Frustrated with spotty WiFi connection? Engineers at the University of California San Diego have developed a “smart surface” that could make signal available in dead spots—and also make the existing connection twice as fast.
“You can stick this on your wall like a painting to improve WiFi connectivity in your home or office,” said Dinesh Bharadia, a professor of electrical and computer engineering at the UC San Diego Jacobs School of Engineering.
The technology could benefit both employees who are working remotely and students who are receiving remote instruction. It could also reduce interference from your neighbors’ WiFi networks, which would make working or learning from home easier for everyone, Bharadia said.
In indoor tests, the smart surface extended WiFi range from 30 meters (98 feet) to 45 meters (147 feet). It also doubled the data rate in areas already receiving signal.
“You can use this with off-the-shelf WiFi devices. You don’t need specialized equipment to make it work,” Bharadia said. And the technology is low enough power that it could last for a year on a coin cell battery, researchers said.
“The surface gives the improved signal advantage of a large array but without having to modify the access point or any of the devices,” said UC San Diego electrical and computer engineering professor Daniel Sievenpiper, who is a collaborator on the study.
The smart surface is a 10 centimeter × 30 centimeter printed circuit board containing 48 small antennas. These antennas combine and reflect incoming WiFi signals from a router or access point to create an entirely new path for signals to travel. This new path, or data stream, is just as strong as the original one coming from the router or access point.

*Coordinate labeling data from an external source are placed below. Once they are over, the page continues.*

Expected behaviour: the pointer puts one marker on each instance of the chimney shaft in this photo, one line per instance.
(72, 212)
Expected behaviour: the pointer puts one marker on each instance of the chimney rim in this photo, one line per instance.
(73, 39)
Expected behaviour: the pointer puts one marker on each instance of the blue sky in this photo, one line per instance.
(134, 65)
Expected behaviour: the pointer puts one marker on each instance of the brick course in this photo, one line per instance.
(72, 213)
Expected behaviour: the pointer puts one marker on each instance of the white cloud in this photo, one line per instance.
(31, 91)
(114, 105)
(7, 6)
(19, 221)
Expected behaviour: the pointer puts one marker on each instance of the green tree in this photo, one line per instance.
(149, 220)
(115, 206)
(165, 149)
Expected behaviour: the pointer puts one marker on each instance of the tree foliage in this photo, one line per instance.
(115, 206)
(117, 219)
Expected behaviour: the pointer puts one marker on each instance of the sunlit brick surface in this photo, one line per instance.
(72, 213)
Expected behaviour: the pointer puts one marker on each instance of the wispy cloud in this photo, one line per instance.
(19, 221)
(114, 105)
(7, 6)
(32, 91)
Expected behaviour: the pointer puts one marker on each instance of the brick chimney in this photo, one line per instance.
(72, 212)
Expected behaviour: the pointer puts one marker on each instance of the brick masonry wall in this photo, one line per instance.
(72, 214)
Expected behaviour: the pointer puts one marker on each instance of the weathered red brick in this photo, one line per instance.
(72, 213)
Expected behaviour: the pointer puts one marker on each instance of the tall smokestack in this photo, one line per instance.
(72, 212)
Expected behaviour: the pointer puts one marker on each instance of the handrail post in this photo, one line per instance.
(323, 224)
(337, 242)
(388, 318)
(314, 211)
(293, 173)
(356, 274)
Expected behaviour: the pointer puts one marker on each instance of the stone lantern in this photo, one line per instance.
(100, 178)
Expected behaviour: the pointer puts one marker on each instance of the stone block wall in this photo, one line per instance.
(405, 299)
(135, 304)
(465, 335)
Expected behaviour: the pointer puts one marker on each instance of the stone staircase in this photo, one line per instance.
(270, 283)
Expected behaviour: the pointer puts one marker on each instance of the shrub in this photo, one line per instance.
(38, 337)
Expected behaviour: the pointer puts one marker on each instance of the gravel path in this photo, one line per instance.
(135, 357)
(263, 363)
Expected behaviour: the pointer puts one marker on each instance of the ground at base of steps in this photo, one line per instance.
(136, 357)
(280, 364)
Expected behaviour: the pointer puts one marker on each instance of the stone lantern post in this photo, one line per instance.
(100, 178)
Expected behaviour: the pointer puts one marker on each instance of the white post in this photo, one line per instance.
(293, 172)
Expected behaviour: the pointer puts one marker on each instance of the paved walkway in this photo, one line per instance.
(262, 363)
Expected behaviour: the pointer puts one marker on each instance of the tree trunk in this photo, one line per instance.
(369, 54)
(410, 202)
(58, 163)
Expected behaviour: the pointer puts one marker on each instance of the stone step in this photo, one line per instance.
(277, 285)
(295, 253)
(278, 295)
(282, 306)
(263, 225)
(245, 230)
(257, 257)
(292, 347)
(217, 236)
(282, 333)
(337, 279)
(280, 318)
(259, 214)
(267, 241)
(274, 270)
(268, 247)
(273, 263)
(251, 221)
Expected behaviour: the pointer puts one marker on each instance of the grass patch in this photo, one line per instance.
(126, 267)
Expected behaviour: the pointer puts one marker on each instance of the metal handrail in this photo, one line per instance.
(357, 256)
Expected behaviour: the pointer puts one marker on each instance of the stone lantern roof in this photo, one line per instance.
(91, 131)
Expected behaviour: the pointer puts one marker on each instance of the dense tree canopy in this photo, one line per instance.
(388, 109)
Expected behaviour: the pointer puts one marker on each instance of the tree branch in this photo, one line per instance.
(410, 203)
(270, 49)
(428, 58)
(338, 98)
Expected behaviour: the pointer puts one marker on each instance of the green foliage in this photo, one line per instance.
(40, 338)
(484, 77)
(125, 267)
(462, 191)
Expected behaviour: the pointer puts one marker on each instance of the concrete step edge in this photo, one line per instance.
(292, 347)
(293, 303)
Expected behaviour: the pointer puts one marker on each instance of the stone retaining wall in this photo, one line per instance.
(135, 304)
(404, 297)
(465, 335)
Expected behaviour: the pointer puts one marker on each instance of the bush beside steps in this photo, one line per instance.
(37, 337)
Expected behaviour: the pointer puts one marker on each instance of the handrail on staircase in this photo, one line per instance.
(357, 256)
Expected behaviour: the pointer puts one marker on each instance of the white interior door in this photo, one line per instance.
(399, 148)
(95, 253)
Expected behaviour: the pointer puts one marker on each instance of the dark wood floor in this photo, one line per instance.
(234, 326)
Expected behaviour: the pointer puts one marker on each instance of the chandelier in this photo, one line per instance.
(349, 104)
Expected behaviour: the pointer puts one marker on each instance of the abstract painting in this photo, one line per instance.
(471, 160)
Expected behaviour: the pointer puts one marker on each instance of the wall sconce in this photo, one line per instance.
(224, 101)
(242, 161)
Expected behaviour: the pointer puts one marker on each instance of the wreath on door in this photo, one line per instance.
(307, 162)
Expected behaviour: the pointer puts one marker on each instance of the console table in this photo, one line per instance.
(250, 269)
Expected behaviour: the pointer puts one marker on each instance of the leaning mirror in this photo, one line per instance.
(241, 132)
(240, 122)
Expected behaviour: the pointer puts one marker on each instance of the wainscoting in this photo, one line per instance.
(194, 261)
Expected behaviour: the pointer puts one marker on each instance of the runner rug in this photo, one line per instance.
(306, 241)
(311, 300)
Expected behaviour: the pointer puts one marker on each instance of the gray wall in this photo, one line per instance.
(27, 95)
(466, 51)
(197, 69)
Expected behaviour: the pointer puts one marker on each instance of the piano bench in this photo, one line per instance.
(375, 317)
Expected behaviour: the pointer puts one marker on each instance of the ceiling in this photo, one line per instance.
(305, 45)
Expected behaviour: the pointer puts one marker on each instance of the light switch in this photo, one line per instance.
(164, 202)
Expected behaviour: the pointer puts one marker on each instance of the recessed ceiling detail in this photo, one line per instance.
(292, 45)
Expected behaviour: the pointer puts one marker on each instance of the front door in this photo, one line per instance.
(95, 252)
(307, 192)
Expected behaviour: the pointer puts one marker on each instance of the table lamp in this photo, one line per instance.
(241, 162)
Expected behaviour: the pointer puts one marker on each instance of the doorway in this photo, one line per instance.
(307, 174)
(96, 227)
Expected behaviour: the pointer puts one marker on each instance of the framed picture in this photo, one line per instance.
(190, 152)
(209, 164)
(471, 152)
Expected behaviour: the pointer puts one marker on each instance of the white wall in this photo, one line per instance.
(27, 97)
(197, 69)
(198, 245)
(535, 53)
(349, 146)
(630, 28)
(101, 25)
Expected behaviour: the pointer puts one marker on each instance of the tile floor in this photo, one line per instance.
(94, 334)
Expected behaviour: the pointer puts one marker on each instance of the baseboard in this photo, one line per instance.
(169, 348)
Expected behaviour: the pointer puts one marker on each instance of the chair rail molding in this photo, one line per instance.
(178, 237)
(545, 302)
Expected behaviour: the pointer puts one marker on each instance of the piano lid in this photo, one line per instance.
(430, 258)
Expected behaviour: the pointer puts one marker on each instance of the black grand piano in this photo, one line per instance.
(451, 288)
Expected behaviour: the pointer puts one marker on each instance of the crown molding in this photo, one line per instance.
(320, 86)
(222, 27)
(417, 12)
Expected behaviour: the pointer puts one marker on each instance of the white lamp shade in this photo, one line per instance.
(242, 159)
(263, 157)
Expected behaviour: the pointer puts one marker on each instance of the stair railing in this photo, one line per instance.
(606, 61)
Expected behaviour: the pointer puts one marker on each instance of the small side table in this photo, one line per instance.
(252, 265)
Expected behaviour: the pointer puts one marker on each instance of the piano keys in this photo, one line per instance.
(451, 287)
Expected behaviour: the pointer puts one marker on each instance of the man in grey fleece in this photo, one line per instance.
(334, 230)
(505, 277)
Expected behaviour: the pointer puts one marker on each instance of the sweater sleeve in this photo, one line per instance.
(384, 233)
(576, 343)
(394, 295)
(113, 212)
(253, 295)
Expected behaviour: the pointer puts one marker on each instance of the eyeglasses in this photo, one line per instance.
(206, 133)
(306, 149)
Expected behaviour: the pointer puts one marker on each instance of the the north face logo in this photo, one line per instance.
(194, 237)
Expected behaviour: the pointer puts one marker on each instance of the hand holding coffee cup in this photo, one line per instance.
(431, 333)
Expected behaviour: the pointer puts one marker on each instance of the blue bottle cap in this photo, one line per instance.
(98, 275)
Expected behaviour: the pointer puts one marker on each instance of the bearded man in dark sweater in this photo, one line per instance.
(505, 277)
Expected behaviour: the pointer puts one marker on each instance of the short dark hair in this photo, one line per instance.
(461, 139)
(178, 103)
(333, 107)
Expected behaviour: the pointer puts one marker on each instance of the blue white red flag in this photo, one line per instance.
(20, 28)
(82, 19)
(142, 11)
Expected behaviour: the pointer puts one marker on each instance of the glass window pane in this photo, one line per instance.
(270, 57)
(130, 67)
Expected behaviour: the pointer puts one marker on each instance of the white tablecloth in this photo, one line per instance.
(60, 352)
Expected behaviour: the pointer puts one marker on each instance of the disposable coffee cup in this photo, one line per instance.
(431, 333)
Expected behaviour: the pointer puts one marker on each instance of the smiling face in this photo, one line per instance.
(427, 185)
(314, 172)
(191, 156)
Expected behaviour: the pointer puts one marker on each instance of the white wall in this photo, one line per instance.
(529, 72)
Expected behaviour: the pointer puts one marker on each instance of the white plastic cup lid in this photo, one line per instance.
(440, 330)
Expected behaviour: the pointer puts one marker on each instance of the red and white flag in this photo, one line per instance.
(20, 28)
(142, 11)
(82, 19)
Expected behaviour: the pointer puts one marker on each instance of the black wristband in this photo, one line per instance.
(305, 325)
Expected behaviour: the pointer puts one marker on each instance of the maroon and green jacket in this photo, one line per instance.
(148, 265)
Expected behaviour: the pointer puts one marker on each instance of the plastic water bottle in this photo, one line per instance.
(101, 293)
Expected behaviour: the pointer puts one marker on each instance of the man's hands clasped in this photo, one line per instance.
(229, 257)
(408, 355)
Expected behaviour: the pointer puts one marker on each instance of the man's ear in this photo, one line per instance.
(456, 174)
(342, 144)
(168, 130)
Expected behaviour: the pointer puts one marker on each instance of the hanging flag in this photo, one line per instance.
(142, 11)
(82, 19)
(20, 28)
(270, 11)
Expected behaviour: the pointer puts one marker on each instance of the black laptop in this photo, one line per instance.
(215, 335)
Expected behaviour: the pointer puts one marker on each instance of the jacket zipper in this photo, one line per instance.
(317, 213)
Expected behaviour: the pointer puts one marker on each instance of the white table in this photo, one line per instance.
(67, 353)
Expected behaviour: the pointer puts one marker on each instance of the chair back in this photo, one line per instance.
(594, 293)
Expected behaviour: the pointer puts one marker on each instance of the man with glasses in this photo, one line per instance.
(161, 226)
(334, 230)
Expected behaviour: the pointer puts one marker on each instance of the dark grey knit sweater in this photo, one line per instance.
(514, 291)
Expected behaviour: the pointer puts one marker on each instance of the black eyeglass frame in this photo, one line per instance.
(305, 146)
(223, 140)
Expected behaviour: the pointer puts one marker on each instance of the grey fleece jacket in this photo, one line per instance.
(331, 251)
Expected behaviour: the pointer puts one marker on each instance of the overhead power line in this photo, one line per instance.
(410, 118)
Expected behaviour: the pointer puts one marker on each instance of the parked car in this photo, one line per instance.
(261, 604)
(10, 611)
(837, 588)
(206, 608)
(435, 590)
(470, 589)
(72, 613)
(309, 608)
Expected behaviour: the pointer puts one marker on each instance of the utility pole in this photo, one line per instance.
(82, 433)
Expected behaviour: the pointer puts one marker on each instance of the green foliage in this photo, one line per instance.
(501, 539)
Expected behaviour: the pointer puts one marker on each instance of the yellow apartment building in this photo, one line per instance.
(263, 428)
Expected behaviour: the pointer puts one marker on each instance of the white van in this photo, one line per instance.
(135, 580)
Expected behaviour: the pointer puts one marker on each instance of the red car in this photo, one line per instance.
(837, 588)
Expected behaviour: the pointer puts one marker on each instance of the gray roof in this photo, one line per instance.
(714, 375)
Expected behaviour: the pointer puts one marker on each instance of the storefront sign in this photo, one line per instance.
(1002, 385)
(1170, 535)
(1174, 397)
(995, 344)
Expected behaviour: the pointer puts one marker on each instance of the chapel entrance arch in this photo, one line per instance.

“The key feature of this technology is that it creates a second data stream that goes to your phone or other WiFi-connected device. So not only can you get connectivity in areas that don’t have it, you also get double the data rate in areas where you already have connectivity,” Bharadia said.
This is made possible by innovative hardware and algorithms that the team developed. Each antenna is programmed to adjust the phase of the incoming signal, or radio wave, that it receives so that all the waves reflected off the surface have the same phase at the receiver. These waves then merge to make a single amplified radio wave.
“Initially, the antennas are hit with incoming signals of different phases, so you get a reflected signal that’s weak, or no signal at all. It’s like adding 1 and -1. But by changing any -1 phases to +1, we boost the signal strength,” said Manideep Dunna, a UC San Diego electrical and computer engineering Ph.D. student in Bharadia’s lab.
Researchers envision this setup will be inexpensive to deploy. Mass producing the printed circuit boards could cost as little as $5 each, Dunna said.
In future studies, the team will explore if combining multiple smart surfaces can further improve data rate. “Could adding one more triple the data rate? And could another one quadruple it? That would be interesting to find out,” Bharadia said.
The team is also working on making the smart surface flexible.